Lo spietato assalto alle roccheforti ribelli è la diretta conseguenza della “debacle” del Palazzo di Vetro. Dando per scontata una legittimazione Onu e una maggiore libertà d’azione anche sul fronte delle operazioni clandestine, Stati Uniti, Francia, Inghilterra, Turchia e Qatar hanno incoraggiato i gruppi armati ad intensificare le loro operazioni. Ma hanno sottovalutato le divisioni che affliggono gli insorti a livello politico e militare. Sulla falsariga di quanto avvenuto in Libia, Stati Uniti, Francia e Inghilterra hanno delegato a Qatar e Turchia il ruolo di armieri e finanziatori degli insorti.

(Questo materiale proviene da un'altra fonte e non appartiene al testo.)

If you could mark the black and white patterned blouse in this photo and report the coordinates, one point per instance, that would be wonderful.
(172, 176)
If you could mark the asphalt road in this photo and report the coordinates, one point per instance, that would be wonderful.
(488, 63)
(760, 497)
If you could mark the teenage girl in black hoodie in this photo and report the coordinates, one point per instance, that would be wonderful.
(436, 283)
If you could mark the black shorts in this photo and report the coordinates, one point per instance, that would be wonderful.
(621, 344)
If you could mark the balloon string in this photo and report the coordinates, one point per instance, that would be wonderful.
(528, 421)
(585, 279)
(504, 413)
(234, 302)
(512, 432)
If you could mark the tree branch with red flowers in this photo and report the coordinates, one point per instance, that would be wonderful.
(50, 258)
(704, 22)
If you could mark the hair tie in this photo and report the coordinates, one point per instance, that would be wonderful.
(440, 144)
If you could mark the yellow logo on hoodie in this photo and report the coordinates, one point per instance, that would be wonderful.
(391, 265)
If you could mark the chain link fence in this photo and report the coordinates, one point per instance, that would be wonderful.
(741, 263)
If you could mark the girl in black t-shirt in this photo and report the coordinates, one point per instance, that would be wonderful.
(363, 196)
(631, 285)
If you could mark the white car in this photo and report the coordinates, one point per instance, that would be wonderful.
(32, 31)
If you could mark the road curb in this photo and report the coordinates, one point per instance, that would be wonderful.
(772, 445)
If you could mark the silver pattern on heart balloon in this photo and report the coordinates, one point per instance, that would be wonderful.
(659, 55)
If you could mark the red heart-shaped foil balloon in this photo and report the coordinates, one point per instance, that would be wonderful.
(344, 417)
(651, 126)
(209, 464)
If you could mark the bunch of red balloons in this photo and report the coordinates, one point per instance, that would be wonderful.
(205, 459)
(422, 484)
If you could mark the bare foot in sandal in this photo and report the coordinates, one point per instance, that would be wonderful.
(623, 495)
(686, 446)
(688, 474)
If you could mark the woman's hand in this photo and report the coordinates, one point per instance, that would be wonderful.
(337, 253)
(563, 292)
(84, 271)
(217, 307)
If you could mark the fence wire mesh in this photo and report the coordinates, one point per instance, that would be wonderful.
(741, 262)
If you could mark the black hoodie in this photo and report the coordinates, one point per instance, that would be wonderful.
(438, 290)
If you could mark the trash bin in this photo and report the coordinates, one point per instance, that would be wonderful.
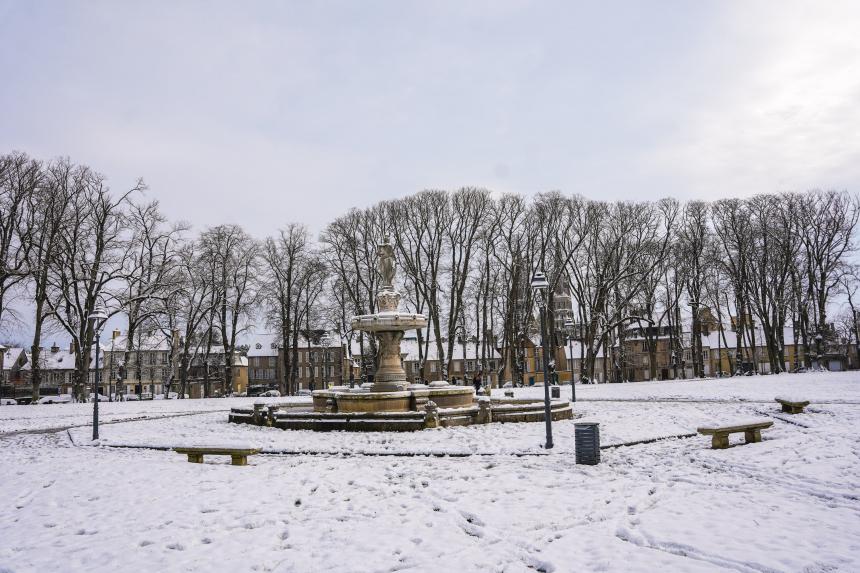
(587, 440)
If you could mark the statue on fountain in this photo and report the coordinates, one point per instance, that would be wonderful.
(387, 264)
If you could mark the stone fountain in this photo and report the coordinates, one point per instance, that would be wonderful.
(390, 391)
(391, 403)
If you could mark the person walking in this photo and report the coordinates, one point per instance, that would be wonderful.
(477, 380)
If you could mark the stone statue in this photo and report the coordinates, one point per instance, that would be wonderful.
(387, 263)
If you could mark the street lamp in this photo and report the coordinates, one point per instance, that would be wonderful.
(539, 287)
(97, 320)
(569, 326)
(325, 340)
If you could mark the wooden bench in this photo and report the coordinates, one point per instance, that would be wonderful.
(720, 439)
(239, 455)
(792, 406)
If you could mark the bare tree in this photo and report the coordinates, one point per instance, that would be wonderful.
(20, 177)
(234, 256)
(89, 262)
(48, 210)
(149, 261)
(285, 259)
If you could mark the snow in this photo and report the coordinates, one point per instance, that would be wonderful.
(788, 503)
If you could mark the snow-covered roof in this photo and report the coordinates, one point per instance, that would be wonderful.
(264, 344)
(62, 359)
(150, 341)
(578, 351)
(409, 348)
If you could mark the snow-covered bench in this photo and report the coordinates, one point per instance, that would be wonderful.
(752, 432)
(792, 405)
(239, 455)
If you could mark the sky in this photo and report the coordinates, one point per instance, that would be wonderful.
(264, 113)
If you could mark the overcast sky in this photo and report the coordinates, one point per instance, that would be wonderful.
(263, 113)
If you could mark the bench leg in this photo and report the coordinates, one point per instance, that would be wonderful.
(752, 436)
(720, 441)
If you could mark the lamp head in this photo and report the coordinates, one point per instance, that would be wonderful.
(539, 282)
(97, 318)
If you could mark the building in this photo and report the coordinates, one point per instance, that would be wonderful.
(265, 363)
(57, 371)
(460, 368)
(145, 370)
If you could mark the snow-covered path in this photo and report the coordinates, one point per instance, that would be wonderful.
(789, 503)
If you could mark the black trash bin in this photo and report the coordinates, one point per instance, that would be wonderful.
(587, 440)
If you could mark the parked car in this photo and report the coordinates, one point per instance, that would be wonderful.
(61, 399)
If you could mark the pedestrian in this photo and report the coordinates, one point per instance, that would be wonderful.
(477, 380)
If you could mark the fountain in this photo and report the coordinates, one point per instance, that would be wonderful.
(390, 391)
(390, 402)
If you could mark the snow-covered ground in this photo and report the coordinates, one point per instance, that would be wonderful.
(789, 503)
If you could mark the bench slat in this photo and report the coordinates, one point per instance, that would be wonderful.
(708, 430)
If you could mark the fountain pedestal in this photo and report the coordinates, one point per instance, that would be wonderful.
(390, 391)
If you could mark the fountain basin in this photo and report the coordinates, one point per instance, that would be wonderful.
(388, 321)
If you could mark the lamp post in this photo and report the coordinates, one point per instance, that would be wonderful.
(569, 326)
(325, 341)
(539, 287)
(97, 320)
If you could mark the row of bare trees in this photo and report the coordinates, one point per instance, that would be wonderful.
(70, 246)
(466, 258)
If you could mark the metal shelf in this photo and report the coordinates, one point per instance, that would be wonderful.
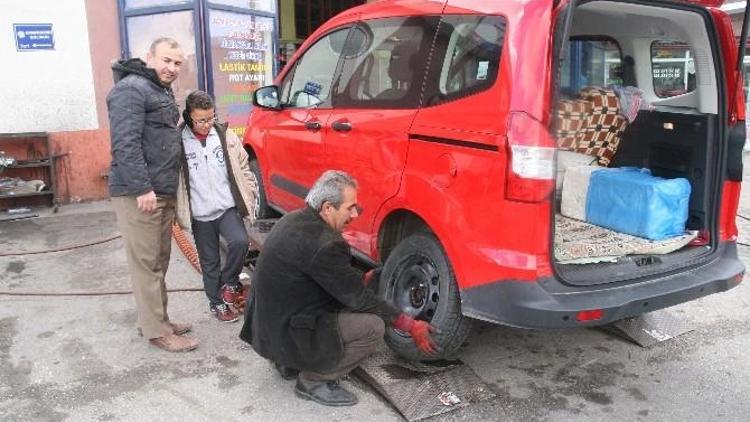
(45, 162)
(28, 164)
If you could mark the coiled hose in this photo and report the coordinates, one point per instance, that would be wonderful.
(179, 235)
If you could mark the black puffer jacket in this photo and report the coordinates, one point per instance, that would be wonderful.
(303, 279)
(143, 120)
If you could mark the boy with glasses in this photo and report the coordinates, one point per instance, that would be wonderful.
(216, 190)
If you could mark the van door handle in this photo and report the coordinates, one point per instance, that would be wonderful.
(341, 126)
(313, 125)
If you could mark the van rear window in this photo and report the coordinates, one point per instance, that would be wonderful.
(466, 57)
(672, 67)
(591, 62)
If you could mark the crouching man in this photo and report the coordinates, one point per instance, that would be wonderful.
(310, 312)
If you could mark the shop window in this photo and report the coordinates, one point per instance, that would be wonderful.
(133, 4)
(310, 14)
(241, 62)
(467, 57)
(673, 68)
(309, 84)
(258, 5)
(385, 63)
(177, 25)
(591, 62)
(228, 47)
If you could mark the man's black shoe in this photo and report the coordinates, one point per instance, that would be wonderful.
(326, 393)
(287, 373)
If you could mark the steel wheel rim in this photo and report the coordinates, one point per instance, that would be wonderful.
(415, 287)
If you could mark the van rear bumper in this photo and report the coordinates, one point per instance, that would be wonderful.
(548, 303)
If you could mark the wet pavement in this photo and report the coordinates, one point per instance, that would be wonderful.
(79, 358)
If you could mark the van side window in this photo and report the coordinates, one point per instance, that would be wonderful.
(672, 67)
(466, 57)
(385, 62)
(309, 83)
(591, 62)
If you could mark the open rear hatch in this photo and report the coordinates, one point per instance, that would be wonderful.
(641, 125)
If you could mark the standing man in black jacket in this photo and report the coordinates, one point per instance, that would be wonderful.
(146, 148)
(310, 310)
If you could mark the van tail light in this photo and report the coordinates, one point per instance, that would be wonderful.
(531, 160)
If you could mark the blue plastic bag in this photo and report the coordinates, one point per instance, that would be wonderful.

Da buoni musulmani, ad Ankara e Doha preferiscono privilegiare i gruppi islamisti vicini ai Fratelli Musulmani coordinati dal cosiddetto Consiglio Nazionale Siriano. Ma la Siria non è né l’Egitto, né la Libia. La Fratellanza Musulmana è tutt’altro che egemone. L’opposizione laica legata al Comitato di Coordinamento Nazionale ha un ruolo non marginale ed è contraria a qualsiasi intervento esterno. Il neonato Esercito Libero Siriano, braccio armato dei Consiglio Nazionale Siriano, non è in grado, inoltre, di contrapporsi militarmente all’esercito di Damasco.
Formato in gran parte da ufficiali disertori legati ai Fratelli Musulmani, l’Esercito Libero non dispone di armi pesanti, non ha una struttura di coordinamento nazionale e soffre di profonde lacerazioni al vertice. Il 6 febbraio scorso il generale Mustafa Ahmad El Sheik, il più alto in grado fra gli ufficiali fuoriusciti, ha cercato di assumerne il controllo innescando una guerra intestina con quel colonnello Riad al Assad che firma i proclami dell’Esercito Libero da un santuario in territorio turco. In ogni caso nessuno dei due controlla le forze sul campo guidate, come a Homs, da gruppi di coordinamento civili.
La Turchia e altri alleati della Nato hanno inoltre scommesso sulla defezione di un’importante unità corazzata pronta a sollevarsi dopo l’approvazione della mozione dell’Onu. La scommessa non teneva conto dei servizi segreti iraniani e russi prontissimi nel segnalare a Damasco il rischio di tradimento. Proprio le soffiate russe e iraniane hanno dato il via all’offensiva della Quarta brigata corazzata considerata, assieme alla Guardia Repubblicana, una delle unità più fedeli al regime.
A indebolire l’Occidente contribuisce anche la cauta circospezione israeliana. Preoccupati che la caduta di Bashar Assad porti al potere un regime islamista assai più imprevedibile di quello attuale gli israeliani, gli unici a poter contare su numerose talpe a Damasco, preferiscono per ora non interferire e non fornire informazioni agli alleati occidentali. L’errore più grave dei nemici di Damasco è però analizzare lo scontro in termini puramente demografici. Benchè famiglia Assad appartenga ad una minoranza alawita che non supera il 12 per cento della popolazione, il regime può ancora contare sul sostegno dei cristiani, di buona parte dei curdi e d’importanti clan sunniti legati da rapporti trentennali ai vertici militari ed economici del regime.


Questo spiega perché Damasco, Aleppo e i più importanti centri politico-economici del Paese si guardino bene dallo scendere in campo. Con buona pace degli oppositori assediati a Homs e Zabadani, che rischiano ora di pagare le conseguenze degli errori commessi dagli occidentali e dagli arabi.